ELISA for Alpha-Synuclein Quantification

ELISA analysis of α-syn was performed as previously described with minor modifications (52 (link)). Costar 96 half-well plates were incubated with Syn211 antibody (Santa Cruz Biotechnology, Inc.) diluted 1:200 in carbonate coating buffer and incubated at 4 °C overnight. Plates were washed five times with PBS/Tween 20 (0.05%) (PBS-T) and blocked with 2% BSA/PBS for 2 h at 37 °C. After five more washes with PBS-T, samples were diluted in PBS-T (with 0.6% SDS) and protease inhibitor (Sigma), and then incubated overnight at 4 °C with rocking.

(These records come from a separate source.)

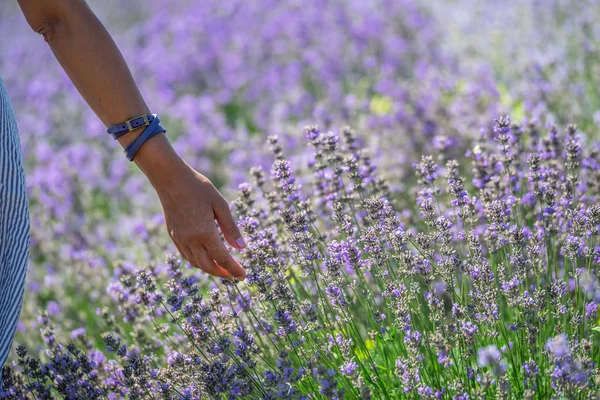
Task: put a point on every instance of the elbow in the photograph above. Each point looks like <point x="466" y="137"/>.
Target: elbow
<point x="47" y="28"/>
<point x="43" y="16"/>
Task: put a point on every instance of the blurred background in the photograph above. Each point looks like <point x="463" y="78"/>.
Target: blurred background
<point x="411" y="77"/>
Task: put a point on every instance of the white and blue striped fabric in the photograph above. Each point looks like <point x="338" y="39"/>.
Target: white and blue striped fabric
<point x="14" y="226"/>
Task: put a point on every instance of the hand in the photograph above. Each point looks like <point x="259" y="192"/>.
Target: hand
<point x="191" y="204"/>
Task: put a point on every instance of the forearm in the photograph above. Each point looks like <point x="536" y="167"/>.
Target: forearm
<point x="96" y="67"/>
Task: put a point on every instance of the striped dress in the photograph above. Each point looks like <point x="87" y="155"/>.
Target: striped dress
<point x="14" y="226"/>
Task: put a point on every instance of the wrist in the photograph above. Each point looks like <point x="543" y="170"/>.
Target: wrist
<point x="159" y="161"/>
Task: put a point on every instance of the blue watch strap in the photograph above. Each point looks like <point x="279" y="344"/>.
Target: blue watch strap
<point x="153" y="129"/>
<point x="119" y="130"/>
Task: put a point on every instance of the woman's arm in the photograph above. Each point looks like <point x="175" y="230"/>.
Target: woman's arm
<point x="92" y="60"/>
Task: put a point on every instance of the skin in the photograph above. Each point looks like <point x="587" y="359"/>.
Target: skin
<point x="190" y="202"/>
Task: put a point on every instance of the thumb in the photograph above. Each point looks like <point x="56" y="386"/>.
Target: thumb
<point x="228" y="226"/>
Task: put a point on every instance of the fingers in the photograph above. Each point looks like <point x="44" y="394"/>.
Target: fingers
<point x="207" y="264"/>
<point x="227" y="223"/>
<point x="186" y="255"/>
<point x="217" y="250"/>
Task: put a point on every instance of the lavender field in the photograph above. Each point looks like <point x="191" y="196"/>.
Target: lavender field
<point x="417" y="181"/>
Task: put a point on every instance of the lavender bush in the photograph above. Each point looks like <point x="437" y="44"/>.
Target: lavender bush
<point x="485" y="286"/>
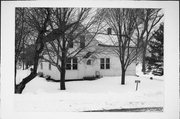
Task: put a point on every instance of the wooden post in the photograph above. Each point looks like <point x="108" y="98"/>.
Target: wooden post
<point x="137" y="81"/>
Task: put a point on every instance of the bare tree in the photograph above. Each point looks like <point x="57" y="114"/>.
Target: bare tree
<point x="123" y="23"/>
<point x="75" y="42"/>
<point x="149" y="20"/>
<point x="21" y="32"/>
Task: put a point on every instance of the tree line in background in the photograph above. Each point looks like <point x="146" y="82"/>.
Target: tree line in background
<point x="47" y="34"/>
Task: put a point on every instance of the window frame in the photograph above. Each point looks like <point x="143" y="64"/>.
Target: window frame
<point x="105" y="63"/>
<point x="41" y="65"/>
<point x="72" y="64"/>
<point x="49" y="66"/>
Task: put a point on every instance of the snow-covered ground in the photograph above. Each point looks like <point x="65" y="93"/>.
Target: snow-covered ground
<point x="101" y="94"/>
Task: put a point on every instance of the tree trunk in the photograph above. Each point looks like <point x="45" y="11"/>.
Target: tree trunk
<point x="123" y="76"/>
<point x="63" y="72"/>
<point x="15" y="72"/>
<point x="144" y="61"/>
<point x="39" y="48"/>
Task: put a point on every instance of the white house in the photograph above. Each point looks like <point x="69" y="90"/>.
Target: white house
<point x="103" y="64"/>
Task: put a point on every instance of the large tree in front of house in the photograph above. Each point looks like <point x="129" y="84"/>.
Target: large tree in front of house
<point x="41" y="22"/>
<point x="123" y="22"/>
<point x="149" y="19"/>
<point x="155" y="60"/>
<point x="65" y="52"/>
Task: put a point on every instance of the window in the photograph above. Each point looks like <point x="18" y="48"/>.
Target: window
<point x="109" y="31"/>
<point x="89" y="62"/>
<point x="105" y="63"/>
<point x="68" y="64"/>
<point x="72" y="64"/>
<point x="70" y="43"/>
<point x="82" y="41"/>
<point x="49" y="66"/>
<point x="41" y="65"/>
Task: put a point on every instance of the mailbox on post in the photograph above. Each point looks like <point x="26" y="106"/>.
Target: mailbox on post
<point x="137" y="82"/>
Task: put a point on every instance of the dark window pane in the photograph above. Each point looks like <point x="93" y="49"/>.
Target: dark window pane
<point x="107" y="66"/>
<point x="49" y="66"/>
<point x="69" y="60"/>
<point x="74" y="60"/>
<point x="102" y="60"/>
<point x="74" y="66"/>
<point x="102" y="66"/>
<point x="89" y="62"/>
<point x="68" y="66"/>
<point x="107" y="60"/>
<point x="41" y="65"/>
<point x="82" y="41"/>
<point x="70" y="44"/>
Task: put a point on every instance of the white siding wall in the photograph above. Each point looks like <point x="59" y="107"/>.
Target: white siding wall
<point x="89" y="70"/>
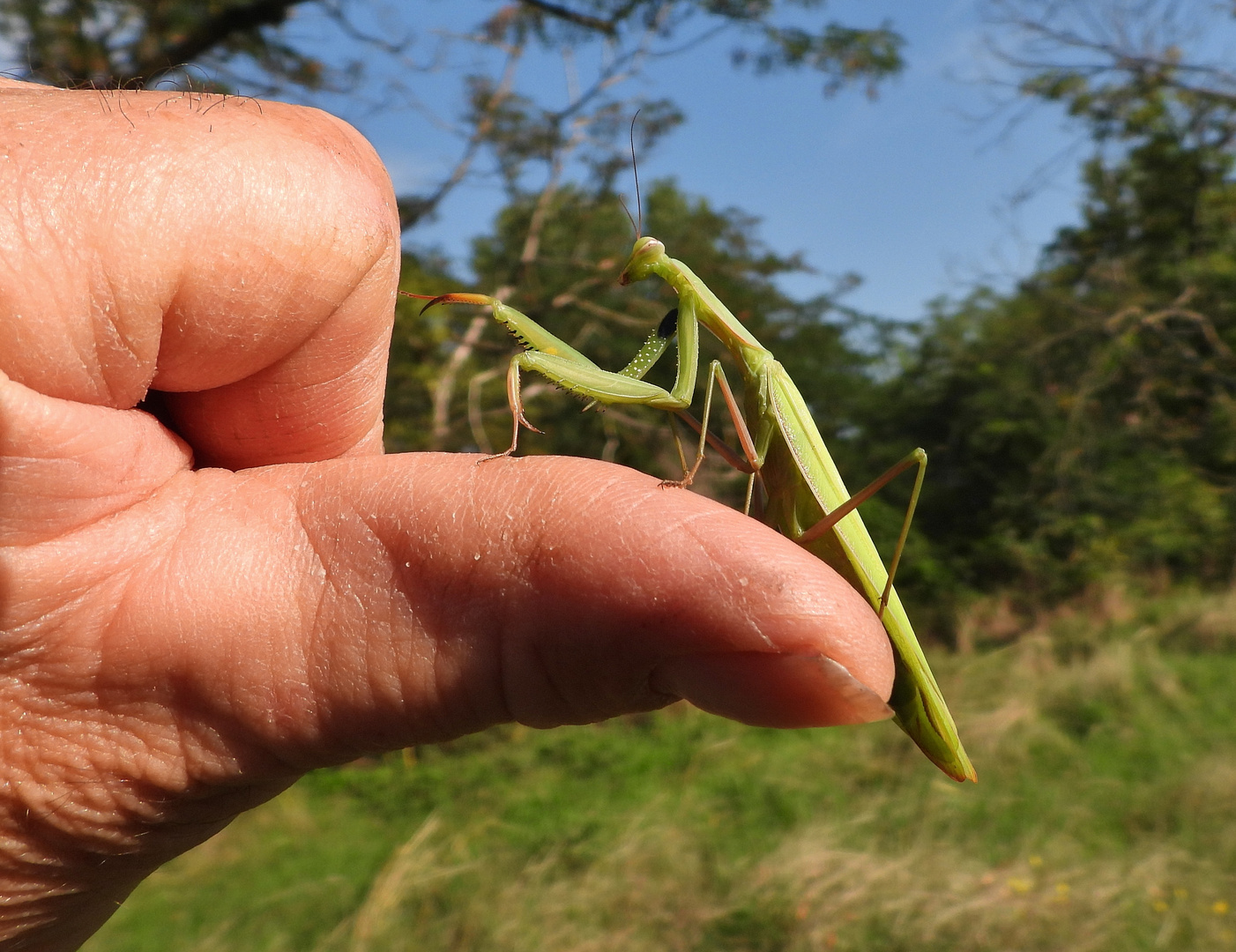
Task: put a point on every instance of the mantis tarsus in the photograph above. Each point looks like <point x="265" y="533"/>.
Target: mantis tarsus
<point x="781" y="449"/>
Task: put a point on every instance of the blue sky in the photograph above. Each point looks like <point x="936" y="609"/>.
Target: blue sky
<point x="912" y="190"/>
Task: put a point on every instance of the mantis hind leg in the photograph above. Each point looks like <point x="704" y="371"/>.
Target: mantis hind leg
<point x="517" y="411"/>
<point x="915" y="457"/>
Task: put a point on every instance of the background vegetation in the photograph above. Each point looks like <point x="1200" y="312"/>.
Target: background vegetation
<point x="1076" y="540"/>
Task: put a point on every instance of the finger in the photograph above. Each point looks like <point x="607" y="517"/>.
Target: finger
<point x="326" y="610"/>
<point x="240" y="257"/>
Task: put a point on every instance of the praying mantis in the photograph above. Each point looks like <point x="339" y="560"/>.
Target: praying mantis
<point x="783" y="450"/>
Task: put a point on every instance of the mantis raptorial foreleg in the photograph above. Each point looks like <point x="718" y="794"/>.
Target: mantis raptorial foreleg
<point x="781" y="449"/>
<point x="562" y="365"/>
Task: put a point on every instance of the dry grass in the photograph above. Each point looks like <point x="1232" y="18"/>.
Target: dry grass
<point x="1106" y="820"/>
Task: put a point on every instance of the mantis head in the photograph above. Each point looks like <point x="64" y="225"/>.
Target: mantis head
<point x="644" y="257"/>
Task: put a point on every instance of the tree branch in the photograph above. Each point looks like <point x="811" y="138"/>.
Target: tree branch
<point x="560" y="12"/>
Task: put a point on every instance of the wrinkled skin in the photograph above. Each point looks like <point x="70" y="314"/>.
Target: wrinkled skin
<point x="193" y="617"/>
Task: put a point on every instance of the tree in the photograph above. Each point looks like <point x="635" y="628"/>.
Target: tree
<point x="1087" y="421"/>
<point x="246" y="46"/>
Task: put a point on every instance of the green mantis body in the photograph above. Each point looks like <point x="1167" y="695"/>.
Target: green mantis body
<point x="806" y="498"/>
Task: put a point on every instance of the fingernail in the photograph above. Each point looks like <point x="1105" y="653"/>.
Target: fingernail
<point x="867" y="703"/>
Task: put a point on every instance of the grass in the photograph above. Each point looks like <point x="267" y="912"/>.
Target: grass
<point x="1106" y="819"/>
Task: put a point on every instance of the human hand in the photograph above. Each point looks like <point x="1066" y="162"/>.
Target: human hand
<point x="192" y="620"/>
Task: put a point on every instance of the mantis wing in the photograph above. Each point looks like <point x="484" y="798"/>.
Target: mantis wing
<point x="804" y="486"/>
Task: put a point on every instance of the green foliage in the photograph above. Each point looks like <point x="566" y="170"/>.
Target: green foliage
<point x="581" y="242"/>
<point x="1083" y="424"/>
<point x="1106" y="819"/>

Standard curve samples were prepared in equivalent concentrations of SDS from recombinant α-syn monomer. All standards and samples were run in duplicate. After 5 washes of PBS-T, polyclonal capture antibody FL-140 (Santa Cruz Biotechnology, Inc.) was diluted 1:200 in 0.05% BSA in PBS-T and added to each well. Samples were incubated for 2 h at 37 °C. After 5 washes in PBS-T, biotinylated anti-rabbit secondary horseradish peroxidase antibody (Jackson ImmunoResearch) was diluted 1:800 in 1% BSA/PBS-T and incubated in the dark for 1.5 h at room temperature. After 5 washes, the plate was developed with super slow 3,3′5,5′-tetramethylbenzidine (Sigma) and absorbance was determined at 650 nm on a Bio-Tek Synergy 2 plate reader after 45 s of shaking.